I'm so so sorry to hear about Poppy. I will have her and you in my prayers. I hope she will be her old self in no time.

Kelly

Karen said...

So sorry to hear about Poppy. Recovery from laminitis can be a long haul, but does happen. Poppy is likely to need a restricted pasture going forward. Once a horse has foundered they are at an increased risk going forward.

You might want to start planning a turn out area now, as it is unlikely that she will be able to be allowed on spring pasture. Depending on the condition of the pasture and type of grasses, summer might be okay. If you get a fall flush of growth with the rains, the same restrictions as spring may apply. Here's an article about some of the research on grass http://www.horseandhound.co.uk/horsecare/1370/47863.html

Ponies are at higher risk of laminitis to begin with, so that may have played a role as well.

Articles from the AAEP http://www.aaep.org/health_articles_view.php?id=281 and http://www.olympus.net/personal/pvd/AAEP.html

As far as advice, it sounds like you're doing what needs to be done. If you can convince her to lay down some of the time, maybe by using thick bedding, it would be good.
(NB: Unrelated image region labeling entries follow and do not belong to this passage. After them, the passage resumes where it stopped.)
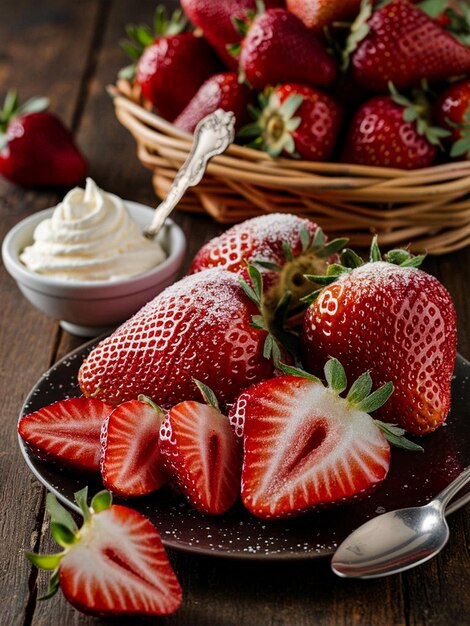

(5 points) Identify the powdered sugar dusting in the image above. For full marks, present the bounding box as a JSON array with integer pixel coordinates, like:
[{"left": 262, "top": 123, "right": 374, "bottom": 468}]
[
  {"left": 190, "top": 213, "right": 317, "bottom": 272},
  {"left": 304, "top": 262, "right": 456, "bottom": 434}
]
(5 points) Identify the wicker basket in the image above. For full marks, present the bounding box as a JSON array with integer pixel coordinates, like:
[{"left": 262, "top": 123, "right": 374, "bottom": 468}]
[{"left": 110, "top": 81, "right": 470, "bottom": 254}]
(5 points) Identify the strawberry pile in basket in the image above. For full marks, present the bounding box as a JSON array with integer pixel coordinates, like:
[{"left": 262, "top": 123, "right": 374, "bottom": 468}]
[
  {"left": 19, "top": 214, "right": 456, "bottom": 614},
  {"left": 121, "top": 0, "right": 470, "bottom": 169}
]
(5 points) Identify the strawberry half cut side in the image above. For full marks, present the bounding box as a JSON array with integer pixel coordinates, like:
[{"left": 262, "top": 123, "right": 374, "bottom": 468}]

I have dealt with a horse who foundered badly enough to need a hoof resection. Recovery took a while, but did happen. Because she's at home, you're in a better position than most if it should come to that. It's easier if you are right there for time reasons.

Best wishes Poppy!

Laura said...

As Karen said, ponies are, in general, more prone to founder. It can also be caused by the re-growing grass in the fall, which is higher in sugars than summer forage.

There are some studies that indicate that botox injections help mitigate the swelling of the laminae, which in turn leads to the coffin bone rotation. Also, icing her hooves will help with the swelling.

If you go to http://www.equisearch.com/
and search for founder or laminitis, they will have some really good articles and information.

I'm sorry to hear about Poppy. I'm picking up a quarter pony this weekend (if the weather cooperates). I'm already wondering if I'll have to put a grazing muzzle on her come spring...

Let me know how it works out - I'll be thinking good thoughts for you.

Dea-chan said...

Oh your poor pony! I hope she gets better...

When you were talking about the dog/boy and girl/pony sets, it made me think of all of those 50s/60s "girl stories" I read as a kid. "Blue Ribbons for Betsy" anyone? (There were probably 5 girl and her pony books that I had access to.)

keewee said...

I am not a horsey person, not ever having been around any, but your story touched my heart, I am an old softy when it comes to animals, just read my posts about the semi-tame rabbits I befriend and feed, anyhow I digress, I wish Poppy a speedy recovery, she is so special to you and I know how you feel about her.